Last week, the Mine Safety and Health Administration released its internal review into the federal agency’s role in the problems causing the 2010 explosion that killed 29 miners in the Upper Big Branch Mine owned by Massey Energy Company in West Virginia. While the report claims that MSHA’s poor regulatory conduct did not cause the explosion, it did find that “MSHA and District 4 did not follow established agency policies and procedures.”
The report found that recommendations concerning a methane explosion that occurred at the Upper Big Branch Mine in 2004, similar to the one that caused the explosion, were not kept in the case files for MSHA inspectors. MSHA inspectors who inspected the mine before the 2010 explosion were unaware of these recommendations and thus did not pay attention to them.
The new report also found that the agency did not prosecute Massey for conditions that ultimately caused the explosion: dangerous accumulation of coal dust, as well as poor ventilation. It also found that, breaking from protocol, MSHA inspectors did not inspect the mine in “its entirety.” And the internal review found that MSHA inspectors often did not review the mine’s safety log books.
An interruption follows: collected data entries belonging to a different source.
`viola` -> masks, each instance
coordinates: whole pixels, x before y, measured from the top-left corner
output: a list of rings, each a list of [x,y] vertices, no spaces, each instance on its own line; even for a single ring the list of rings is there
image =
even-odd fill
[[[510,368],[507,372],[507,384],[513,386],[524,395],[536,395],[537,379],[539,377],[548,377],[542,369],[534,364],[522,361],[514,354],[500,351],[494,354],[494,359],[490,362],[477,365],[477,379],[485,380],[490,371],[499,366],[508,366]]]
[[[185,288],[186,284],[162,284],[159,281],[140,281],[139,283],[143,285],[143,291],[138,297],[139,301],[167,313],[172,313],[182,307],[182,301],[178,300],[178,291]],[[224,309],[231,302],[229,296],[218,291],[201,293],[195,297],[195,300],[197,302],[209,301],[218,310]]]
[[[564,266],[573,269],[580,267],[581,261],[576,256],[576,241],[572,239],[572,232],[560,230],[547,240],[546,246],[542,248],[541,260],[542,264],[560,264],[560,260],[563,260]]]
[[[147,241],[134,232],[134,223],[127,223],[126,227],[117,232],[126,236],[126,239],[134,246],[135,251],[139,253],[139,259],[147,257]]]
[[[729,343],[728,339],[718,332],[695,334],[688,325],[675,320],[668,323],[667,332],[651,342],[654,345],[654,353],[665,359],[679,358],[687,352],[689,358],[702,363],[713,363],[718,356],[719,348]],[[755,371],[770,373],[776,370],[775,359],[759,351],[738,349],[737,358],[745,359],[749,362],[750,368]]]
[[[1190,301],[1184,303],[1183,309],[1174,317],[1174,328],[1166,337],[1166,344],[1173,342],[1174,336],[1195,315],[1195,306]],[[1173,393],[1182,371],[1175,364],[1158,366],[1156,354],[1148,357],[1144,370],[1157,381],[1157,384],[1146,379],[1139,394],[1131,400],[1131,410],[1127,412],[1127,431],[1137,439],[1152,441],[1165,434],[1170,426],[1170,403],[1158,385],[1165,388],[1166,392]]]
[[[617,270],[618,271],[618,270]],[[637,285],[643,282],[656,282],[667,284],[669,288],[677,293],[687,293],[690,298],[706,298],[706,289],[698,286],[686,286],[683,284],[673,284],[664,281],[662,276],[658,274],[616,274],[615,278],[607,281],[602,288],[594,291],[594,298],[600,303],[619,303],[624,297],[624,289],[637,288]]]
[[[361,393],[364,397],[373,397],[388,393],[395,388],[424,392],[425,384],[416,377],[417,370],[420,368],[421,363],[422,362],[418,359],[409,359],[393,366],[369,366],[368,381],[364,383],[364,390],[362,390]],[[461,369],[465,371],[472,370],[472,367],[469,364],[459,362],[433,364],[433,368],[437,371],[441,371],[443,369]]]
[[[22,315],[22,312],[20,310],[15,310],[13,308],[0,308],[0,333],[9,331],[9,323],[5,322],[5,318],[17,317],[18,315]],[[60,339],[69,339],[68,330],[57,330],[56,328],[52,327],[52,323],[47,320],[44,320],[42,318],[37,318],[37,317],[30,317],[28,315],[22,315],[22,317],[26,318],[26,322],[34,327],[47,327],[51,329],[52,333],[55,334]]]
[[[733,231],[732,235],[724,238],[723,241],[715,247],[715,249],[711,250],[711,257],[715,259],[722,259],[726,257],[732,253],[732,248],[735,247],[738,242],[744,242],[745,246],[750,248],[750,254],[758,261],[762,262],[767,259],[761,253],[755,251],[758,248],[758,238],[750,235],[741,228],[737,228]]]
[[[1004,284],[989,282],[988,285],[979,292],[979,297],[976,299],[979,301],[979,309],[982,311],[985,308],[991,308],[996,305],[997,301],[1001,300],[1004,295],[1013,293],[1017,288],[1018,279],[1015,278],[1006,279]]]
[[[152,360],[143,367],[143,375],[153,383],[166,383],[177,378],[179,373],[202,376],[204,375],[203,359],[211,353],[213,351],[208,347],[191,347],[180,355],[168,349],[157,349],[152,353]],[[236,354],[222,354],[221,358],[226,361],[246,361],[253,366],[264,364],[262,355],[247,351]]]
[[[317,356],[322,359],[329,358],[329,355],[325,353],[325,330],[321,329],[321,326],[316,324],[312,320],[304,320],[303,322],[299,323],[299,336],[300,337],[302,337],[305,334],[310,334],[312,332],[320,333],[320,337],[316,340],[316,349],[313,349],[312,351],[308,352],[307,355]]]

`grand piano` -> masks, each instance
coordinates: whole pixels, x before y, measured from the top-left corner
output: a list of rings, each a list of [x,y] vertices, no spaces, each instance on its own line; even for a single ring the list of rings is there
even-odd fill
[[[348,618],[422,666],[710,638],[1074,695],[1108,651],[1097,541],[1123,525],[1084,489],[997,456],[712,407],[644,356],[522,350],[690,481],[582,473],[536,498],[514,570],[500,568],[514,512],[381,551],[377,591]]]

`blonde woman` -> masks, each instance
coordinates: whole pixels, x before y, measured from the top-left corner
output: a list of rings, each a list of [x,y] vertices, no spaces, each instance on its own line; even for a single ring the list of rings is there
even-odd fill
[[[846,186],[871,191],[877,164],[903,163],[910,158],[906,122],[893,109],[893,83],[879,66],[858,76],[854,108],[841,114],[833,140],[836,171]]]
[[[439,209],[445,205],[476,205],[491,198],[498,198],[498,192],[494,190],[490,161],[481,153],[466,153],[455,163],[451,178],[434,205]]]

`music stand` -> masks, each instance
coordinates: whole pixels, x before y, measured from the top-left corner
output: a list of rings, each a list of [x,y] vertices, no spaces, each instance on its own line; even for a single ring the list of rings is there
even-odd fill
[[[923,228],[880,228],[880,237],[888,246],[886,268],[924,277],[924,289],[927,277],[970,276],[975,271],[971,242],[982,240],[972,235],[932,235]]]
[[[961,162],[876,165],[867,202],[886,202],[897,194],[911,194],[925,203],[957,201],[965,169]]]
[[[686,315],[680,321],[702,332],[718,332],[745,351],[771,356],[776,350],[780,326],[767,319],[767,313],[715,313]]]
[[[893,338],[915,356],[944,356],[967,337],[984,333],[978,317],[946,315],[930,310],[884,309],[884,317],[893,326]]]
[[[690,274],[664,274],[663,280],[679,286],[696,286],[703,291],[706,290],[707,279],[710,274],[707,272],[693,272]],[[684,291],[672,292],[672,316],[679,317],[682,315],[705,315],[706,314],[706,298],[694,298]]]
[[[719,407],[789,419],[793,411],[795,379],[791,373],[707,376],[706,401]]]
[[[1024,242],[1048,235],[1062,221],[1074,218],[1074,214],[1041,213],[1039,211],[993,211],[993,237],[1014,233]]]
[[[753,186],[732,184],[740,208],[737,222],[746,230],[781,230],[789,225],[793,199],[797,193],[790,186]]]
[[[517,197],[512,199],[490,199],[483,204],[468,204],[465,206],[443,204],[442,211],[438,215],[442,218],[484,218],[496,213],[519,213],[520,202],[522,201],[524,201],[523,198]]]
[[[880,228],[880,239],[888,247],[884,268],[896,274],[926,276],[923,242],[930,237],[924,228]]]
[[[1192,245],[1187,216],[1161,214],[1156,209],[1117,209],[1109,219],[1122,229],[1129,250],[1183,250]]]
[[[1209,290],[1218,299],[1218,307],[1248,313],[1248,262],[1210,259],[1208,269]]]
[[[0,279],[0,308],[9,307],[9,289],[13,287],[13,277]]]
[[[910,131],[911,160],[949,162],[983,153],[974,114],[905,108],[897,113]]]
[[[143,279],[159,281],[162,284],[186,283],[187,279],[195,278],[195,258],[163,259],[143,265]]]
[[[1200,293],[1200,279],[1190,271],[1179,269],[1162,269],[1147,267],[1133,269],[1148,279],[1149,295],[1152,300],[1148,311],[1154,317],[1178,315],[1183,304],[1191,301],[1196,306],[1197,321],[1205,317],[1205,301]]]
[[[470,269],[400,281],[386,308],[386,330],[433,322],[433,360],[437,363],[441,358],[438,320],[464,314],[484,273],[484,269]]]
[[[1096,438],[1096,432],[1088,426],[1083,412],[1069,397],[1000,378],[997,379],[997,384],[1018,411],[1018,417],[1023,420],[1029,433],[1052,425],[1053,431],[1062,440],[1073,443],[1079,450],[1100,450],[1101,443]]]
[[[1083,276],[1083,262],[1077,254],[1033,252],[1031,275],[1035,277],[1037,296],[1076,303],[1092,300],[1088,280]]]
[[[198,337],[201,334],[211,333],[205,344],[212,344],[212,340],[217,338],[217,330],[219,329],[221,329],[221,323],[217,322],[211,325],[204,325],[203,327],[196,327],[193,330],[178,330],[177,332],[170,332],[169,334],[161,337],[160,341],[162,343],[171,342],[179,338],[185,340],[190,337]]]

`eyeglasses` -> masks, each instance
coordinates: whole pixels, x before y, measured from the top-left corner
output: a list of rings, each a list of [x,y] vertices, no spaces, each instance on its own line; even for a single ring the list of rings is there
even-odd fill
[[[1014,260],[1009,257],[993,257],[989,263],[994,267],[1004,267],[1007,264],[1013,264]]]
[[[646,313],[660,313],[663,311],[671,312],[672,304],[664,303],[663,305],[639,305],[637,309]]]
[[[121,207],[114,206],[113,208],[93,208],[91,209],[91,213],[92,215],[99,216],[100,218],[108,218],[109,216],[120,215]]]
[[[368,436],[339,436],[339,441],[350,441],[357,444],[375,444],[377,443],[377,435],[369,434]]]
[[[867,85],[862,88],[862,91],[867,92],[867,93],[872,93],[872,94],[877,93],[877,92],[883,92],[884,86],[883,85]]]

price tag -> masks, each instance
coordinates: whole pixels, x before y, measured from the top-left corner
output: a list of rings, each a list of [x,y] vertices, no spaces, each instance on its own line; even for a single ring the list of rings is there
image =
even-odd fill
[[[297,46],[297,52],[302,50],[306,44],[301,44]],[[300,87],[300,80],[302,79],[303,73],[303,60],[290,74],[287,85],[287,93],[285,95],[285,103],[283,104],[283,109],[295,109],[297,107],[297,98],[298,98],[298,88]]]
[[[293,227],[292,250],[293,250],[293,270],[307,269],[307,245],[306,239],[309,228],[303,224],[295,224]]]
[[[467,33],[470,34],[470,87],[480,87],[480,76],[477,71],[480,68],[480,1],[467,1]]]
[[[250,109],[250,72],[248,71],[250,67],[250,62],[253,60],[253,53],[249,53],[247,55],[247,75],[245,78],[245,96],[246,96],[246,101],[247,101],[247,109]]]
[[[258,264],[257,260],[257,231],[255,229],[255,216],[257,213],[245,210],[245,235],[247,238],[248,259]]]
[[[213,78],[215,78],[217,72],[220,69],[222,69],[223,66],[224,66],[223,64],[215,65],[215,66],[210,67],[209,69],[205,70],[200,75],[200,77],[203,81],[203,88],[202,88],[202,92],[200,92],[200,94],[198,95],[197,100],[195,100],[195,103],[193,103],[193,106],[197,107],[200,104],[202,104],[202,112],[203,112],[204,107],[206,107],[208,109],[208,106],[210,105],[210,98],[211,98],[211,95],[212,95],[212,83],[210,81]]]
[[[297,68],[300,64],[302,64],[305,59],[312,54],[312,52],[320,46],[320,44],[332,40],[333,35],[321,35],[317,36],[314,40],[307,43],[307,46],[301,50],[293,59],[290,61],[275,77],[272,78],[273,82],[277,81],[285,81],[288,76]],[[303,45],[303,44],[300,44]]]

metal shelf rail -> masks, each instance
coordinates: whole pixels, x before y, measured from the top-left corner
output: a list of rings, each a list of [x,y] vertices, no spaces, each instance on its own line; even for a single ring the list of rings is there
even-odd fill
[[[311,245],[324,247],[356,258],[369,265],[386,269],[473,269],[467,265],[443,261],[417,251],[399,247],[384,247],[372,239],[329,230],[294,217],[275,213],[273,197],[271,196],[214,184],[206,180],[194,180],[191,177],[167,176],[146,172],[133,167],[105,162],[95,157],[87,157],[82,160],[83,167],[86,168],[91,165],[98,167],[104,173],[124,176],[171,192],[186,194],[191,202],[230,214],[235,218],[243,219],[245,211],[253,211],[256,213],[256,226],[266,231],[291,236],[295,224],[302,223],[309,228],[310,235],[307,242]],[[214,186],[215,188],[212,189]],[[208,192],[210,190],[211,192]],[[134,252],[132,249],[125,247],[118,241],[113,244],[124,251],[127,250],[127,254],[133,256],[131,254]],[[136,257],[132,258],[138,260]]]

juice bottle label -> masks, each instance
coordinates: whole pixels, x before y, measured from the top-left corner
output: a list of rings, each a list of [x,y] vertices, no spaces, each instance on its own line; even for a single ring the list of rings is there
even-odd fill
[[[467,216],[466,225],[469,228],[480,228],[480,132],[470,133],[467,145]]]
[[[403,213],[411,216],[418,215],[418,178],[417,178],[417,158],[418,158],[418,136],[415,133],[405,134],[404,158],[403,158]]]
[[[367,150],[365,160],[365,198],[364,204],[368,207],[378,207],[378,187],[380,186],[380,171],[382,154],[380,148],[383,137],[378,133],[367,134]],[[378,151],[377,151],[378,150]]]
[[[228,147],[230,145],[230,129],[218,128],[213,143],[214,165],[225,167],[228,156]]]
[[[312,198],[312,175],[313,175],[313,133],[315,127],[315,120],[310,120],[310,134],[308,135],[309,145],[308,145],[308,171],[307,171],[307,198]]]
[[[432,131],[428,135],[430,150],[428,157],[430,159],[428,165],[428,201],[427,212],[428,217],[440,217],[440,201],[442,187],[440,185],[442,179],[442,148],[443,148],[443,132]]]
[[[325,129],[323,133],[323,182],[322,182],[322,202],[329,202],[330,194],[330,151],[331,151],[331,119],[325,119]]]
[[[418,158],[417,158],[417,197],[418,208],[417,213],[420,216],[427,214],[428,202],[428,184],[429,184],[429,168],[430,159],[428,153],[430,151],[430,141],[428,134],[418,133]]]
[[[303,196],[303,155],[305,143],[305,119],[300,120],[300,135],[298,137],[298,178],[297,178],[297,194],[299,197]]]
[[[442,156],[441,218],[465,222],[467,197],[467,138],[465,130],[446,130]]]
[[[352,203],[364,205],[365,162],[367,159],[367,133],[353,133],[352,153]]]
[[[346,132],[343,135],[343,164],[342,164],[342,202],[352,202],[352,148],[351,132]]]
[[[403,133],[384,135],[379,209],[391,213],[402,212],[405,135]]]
“Required inspections were not completed. Logbooks where critical information was supposed to be recorded about the conditions of the mine were not examined. MSHA District 4 supervisory personnel did not follow up on what were clearly flagrant violations of the law. These and many other failures allowed Massey to continue to get away with violating the law and putting its employees in danger every single day,” United Mine Workers of America President Cecil E. Roberts said in a press release.
A big part of the problem was that many of the mine inspectors were not properly trained and, due to understaffing, were forced to quickly mine inspections. Budget cuts to the MSHA under the Bush Administration were cited for the reason why so many untrained inspectors were rushed into the field.
“Many had not even completed all their training. This is a nationwide issue at MSHA, the result of years of neglect and indifference by the Bush Administration. But frankly, that’s still no excuse for what occurred at [Upper Big Branch],” Roberts said.
“I don’t think there’s any question MSHA could have done better. I don’t think there’s any question that we surely plan to do better,” said MSHA Administrator Joseph Main. Some hope that this opportunity will be used to improve MSHA and its inspection processes.
But others are skeptical, as MSHA has been aware of similar problems for a long time.
On his blog Coal Tattoo, veteran coal mine reporter Ken Ward Jr. of the Charleston Gazette writes, “Most importantly, remember that the problems uncovered in this internal review mirror those of previous internal reviews — about a dozen of them, done following previous mining disasters over the last two decades.”
Congressman George Miller (D-Calif.), the ranking member on the House Committee on Education and Workforce, has called for the passage of the Robert C. Byrd Mine Safety Protection Act to fix these problems. The bill failed previously during a Democrat-controlled Congress in 2010 — the first time Congress failed to pass some sort of mine safety bill of some variety after a major mining disaster. With the House now Republican-controlled, it seems entirely unlikely that any such bill will be passed now.
“It is clear the entire system failed these 29 miners, from Congress’s failure to maintain adequate and experienced staffing at MSHA over the years, to the agency’s failures to fully enforce the Mine Act, to the inherent weaknesses in that law, to a company hell-bent on exploiting all of those weaknesses,” Miller said in a statement.
“There is broad agreement from multiple investigations on what caused this disaster and dozens of recommendations that merit timely consideration by Congress and the Department of Labor. The health and safety of America’s miners must not be held up by predictable partisan battles. It’s past time we get to work.”